このポッドキャストは僕が毎週お送りしているニュースレター、スティームニュースの音声版です。
スティームニュースでは毎週、科学、技術、工学、アート、数学に関する話題をお届けしています。
今週は東京オリンピックの開会式でも使われたドローンディスプレイについて少しお話をしていこうと思っています。
東京オリンピック始まりましたね。開会式の演出をご覧になった方も多くいらっしゃると思います。
普通この手のショーは花火に全部持っていかれてしまうものなんですが、それでも特にドローンを使った特大の空中ディスプレイというのは圧巻だったと思います。
一方で、このドローンを使った表現についてちょっと間違った感想も寄せられているようなんですね。

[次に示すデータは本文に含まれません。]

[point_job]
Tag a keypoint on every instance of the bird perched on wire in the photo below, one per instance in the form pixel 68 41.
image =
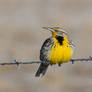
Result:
pixel 55 50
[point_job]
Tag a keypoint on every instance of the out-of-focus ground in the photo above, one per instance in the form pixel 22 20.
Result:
pixel 21 37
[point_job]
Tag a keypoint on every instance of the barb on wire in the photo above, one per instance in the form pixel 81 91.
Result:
pixel 18 63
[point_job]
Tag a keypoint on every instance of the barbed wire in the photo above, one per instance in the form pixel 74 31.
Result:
pixel 18 63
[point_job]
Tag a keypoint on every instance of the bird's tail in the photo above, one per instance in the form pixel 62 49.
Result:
pixel 41 70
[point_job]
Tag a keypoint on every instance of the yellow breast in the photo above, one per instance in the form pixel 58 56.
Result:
pixel 60 53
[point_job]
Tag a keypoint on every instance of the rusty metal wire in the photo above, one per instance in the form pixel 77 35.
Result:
pixel 16 62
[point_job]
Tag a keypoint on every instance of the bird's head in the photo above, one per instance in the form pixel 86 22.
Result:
pixel 56 31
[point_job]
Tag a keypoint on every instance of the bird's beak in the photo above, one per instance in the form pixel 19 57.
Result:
pixel 48 28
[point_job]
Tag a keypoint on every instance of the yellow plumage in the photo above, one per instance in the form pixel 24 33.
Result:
pixel 60 53
pixel 55 50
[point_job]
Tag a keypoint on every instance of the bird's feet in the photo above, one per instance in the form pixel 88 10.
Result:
pixel 59 64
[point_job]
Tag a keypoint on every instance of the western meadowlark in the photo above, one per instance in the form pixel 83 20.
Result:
pixel 56 50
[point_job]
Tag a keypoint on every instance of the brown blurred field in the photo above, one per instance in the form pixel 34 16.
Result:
pixel 21 37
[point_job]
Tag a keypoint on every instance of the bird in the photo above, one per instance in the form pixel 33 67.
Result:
pixel 56 49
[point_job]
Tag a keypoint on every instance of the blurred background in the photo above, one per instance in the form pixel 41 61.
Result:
pixel 21 37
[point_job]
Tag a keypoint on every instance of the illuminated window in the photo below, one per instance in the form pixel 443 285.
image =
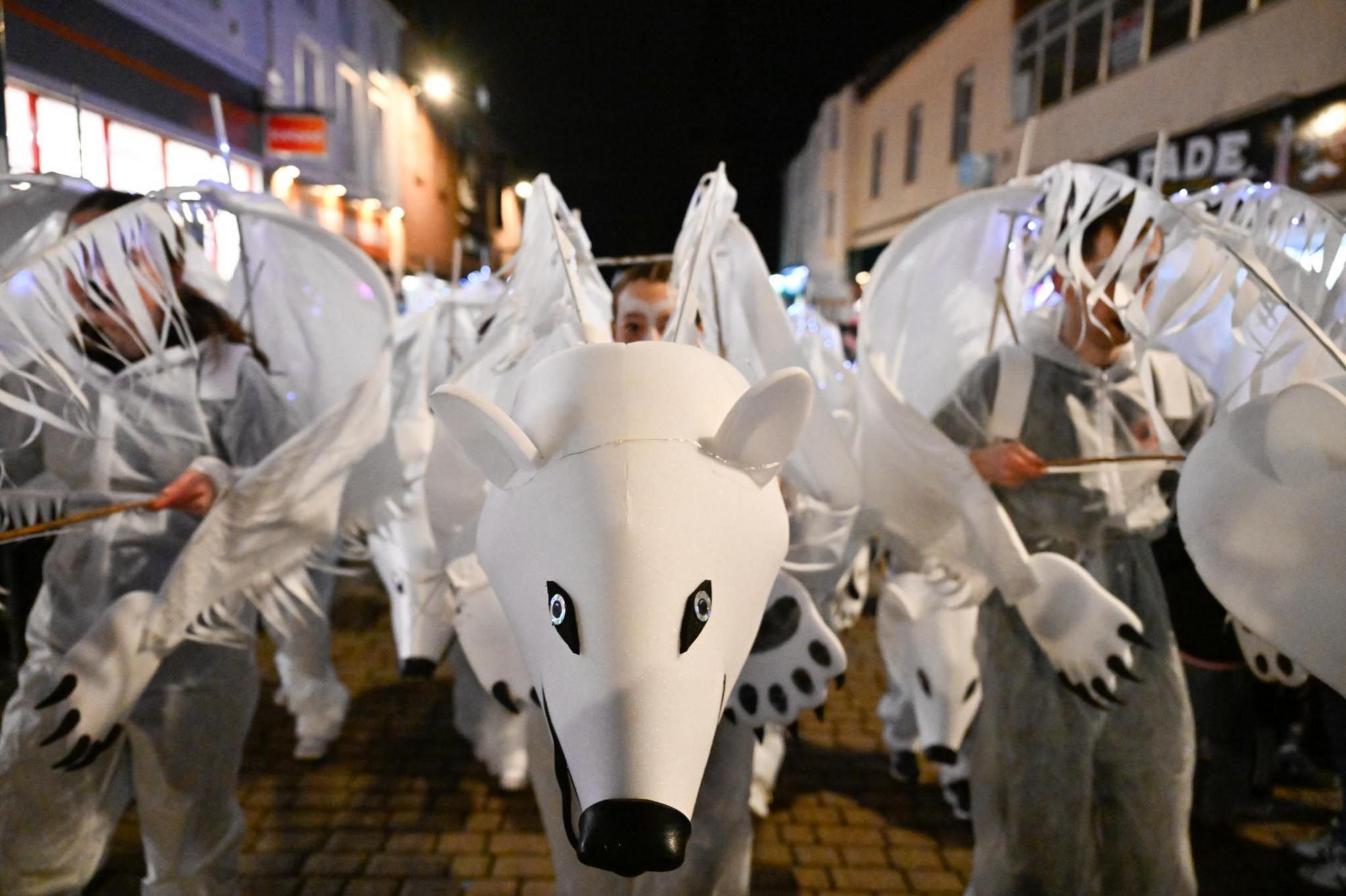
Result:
pixel 20 132
pixel 136 158
pixel 1084 70
pixel 58 136
pixel 187 164
pixel 913 166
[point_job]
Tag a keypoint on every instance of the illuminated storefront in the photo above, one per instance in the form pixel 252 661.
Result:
pixel 47 133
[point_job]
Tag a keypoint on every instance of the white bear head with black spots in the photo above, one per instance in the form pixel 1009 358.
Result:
pixel 633 536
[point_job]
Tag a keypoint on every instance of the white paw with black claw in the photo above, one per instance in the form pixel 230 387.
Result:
pixel 99 681
pixel 1085 631
pixel 1267 662
pixel 793 658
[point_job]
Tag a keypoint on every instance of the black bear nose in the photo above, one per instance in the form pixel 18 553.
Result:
pixel 417 667
pixel 630 837
pixel 942 755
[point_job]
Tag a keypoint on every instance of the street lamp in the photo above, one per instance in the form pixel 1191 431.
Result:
pixel 438 88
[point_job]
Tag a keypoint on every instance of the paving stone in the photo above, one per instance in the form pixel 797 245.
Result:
pixel 402 807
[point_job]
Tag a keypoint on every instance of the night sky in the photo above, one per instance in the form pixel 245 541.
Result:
pixel 628 104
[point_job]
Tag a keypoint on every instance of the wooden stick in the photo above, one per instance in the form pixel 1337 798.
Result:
pixel 1123 459
pixel 74 518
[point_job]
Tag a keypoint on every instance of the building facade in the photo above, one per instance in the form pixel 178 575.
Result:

さすが日本の技術とかですね、逆に日本の技術はもっと進んでいるとかですね、こういった感想もネットではちらほらと見かけるわけなんですね。
今週はこの東京オリンピック開会式の演出に使われた技術について公開されている資料から解説してみます。
まずですね、東京オリンピック開会式で使われたドローンディスプレイなんですが、これは公式発表があった通りアメリカのインテルという会社が作ったシューティングスターというシステムです。
インテルというとパソコンのCPUなんかで有名なんですけれども、実はこのドローンショーでも有名な会社です。
シューティングスターは約5年前からショーに使われています。当初は500機のドローンを使っていたのですが、東京オリンピックでは1824機が使われました。
民生用ドローンで有名なのは中国のDJIという会社なんですが、インテルは独自設計のドローンを使っています。
インテルはイスラエルにも研究所を持っているので、ひょっとしたらイスラエルの開発チームによるものかなぁと思って資料を漁ってみたのですが、
ハードウェアはアメリカ開発、ソフトウェアはドイツのマビンチという会社を買収によって獲得したもののようでした。
イスラエルは世界最強と言われる空軍力を持っていますし、インテルもイスラエルに有名な研究所を持っていますから、
ひょっとしたらイスラエルで開発していたのかなと思ったのですが、違ったようです。
一方のDJIの方なんですけれども、2020年に3051機のドローンを使った空中ディスプレイを成功させています。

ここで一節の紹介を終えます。